Are you ready to head back down the yellow brick road? Well then you are in luck because Oz the Great and Powerful is about to take to you on a magical journey to the Emerald City. But this isn’t the same Oz Dorothy and Toto crash landed into. Pre-Dorothy Oz includes a land of not two witches, but three. And one of them isn’t brandishing a lovely shade of emerald green just yet. Very inline with the original movie, the movie opens in black and white. It finds our wizard doing magic tricks at a carnival in Kansas. Oscar “Oz” Diggs is your average cad, expressing his devotion to the holy buck, and behaving in such an egotistical and cavalier way, that Toto would have peed on Oscar’s leg. While performing a magic act, things go awry for the young magician and he makes his escape on a hot air balloon. With a tornado looming right behind him, his balloon is sucked into the Technicolor world that is the land of Oz. It is when the movie transitions that the IMAX 3D experience really kicks into high gear. While the title sequence also encapsulates the 3D technology excellently, it truly sets in when the Land of Oz is explored along with all the beautiful foliage and animals wandering about. Creatures big and small pop-up on screen and in your face in such great detail, that you feel as if you are a part of the movie, not merely a guest peeking into its world.

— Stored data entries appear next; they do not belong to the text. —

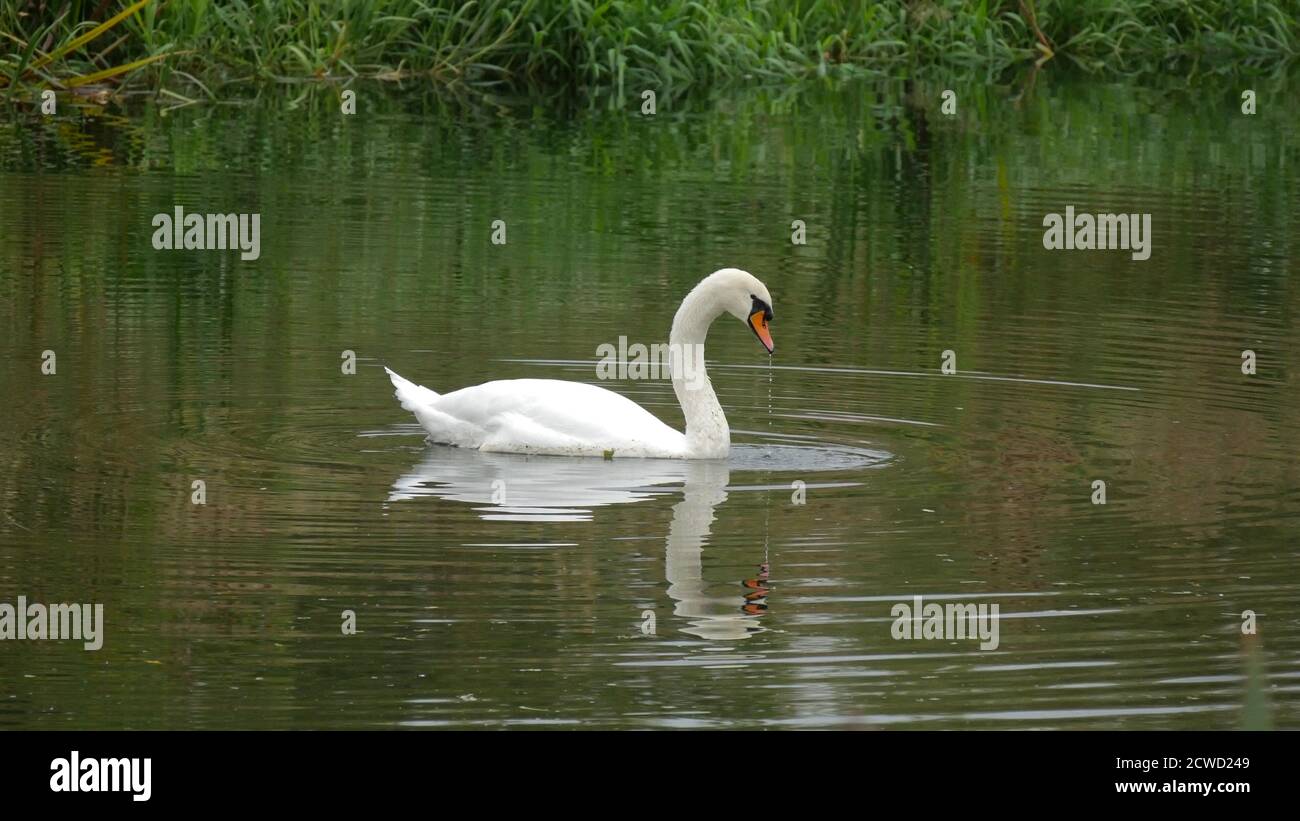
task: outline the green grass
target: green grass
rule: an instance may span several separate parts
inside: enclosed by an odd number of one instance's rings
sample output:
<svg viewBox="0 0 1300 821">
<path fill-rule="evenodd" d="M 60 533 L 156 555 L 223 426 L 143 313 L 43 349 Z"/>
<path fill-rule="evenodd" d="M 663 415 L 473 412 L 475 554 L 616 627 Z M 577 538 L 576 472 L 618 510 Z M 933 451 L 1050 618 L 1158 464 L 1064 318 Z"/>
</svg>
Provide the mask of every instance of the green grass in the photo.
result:
<svg viewBox="0 0 1300 821">
<path fill-rule="evenodd" d="M 161 86 L 180 72 L 205 90 L 370 77 L 622 94 L 931 66 L 1135 73 L 1300 51 L 1300 0 L 152 0 L 58 54 L 128 5 L 5 4 L 0 84 Z"/>
</svg>

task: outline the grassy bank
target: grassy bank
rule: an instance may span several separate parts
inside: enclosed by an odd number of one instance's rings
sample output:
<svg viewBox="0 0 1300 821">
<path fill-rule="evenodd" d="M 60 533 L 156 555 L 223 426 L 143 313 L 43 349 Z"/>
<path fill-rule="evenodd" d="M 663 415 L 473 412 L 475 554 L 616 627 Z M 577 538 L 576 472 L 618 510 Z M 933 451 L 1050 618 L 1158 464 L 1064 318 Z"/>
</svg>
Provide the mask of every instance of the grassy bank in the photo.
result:
<svg viewBox="0 0 1300 821">
<path fill-rule="evenodd" d="M 183 72 L 206 88 L 373 77 L 621 93 L 928 66 L 1143 72 L 1288 61 L 1298 18 L 1300 0 L 14 0 L 0 83 L 148 87 Z"/>
</svg>

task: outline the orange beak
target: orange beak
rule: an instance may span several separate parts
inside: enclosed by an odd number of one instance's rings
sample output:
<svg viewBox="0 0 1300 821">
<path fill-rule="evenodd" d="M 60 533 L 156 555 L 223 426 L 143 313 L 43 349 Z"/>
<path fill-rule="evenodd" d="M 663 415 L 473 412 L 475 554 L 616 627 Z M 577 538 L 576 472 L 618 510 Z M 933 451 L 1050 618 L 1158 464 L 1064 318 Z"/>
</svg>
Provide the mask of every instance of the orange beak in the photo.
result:
<svg viewBox="0 0 1300 821">
<path fill-rule="evenodd" d="M 763 347 L 767 348 L 768 354 L 776 350 L 776 343 L 772 341 L 772 334 L 767 330 L 766 311 L 754 311 L 754 313 L 750 314 L 749 327 L 754 329 L 754 335 L 758 337 L 759 342 L 763 343 Z"/>
</svg>

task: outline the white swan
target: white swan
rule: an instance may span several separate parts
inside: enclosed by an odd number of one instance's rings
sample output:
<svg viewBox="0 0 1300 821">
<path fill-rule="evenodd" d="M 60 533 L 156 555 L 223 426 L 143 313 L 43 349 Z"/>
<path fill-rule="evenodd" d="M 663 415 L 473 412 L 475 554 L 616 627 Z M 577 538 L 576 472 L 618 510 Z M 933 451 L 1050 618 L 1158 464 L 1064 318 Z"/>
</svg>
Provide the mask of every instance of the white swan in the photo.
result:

While the IMAX 3D experience is above and beyond the best aspect of the film, it’s too bad that the underlining story and its main actor are the undoing of what could have been a very unique addition to the Wizard of Oz legacy. James Franco’s Oz is nothing short of self-centered and irritating at moments. Ironically his best scenes are when he interacts with characters that aren’t human at all. We only wished his human interaction with the China Doll, which was actually very endearing, was nearly as good as his interaction with his female leads. Franco just comes off as schmuck with a smirk. It is only until later in the movie that he seems to remember he is somewhat of a decent actor, and he finally pulls his version of Oz off. But in my opinion, it was far too little, too late.
The ladies truly held court in this movie, with Rachel Weisz being the best witch of them all by actually performing her role as it was meant to be. While the Mila Kunis character certainly transforms into something much better in the later part of the movie, it’s hard to believe she is the same actress who pulled off the Black Swan or even Ted… At the same time, Michelle Williams does a decent job as the good witch Glinda and basically salvages any scene she is forced to share with ‘Oz.’
Oz the Great and Powerful is a feast for the eyes. Visually it is a stunning film, especially when it is presented in IMAX 3D. While the acting in the film might be mediocre, at least you can bask in the animated characters and special effects that are really the stars of this movie. Oz the Great and Powerful is currently in theaters.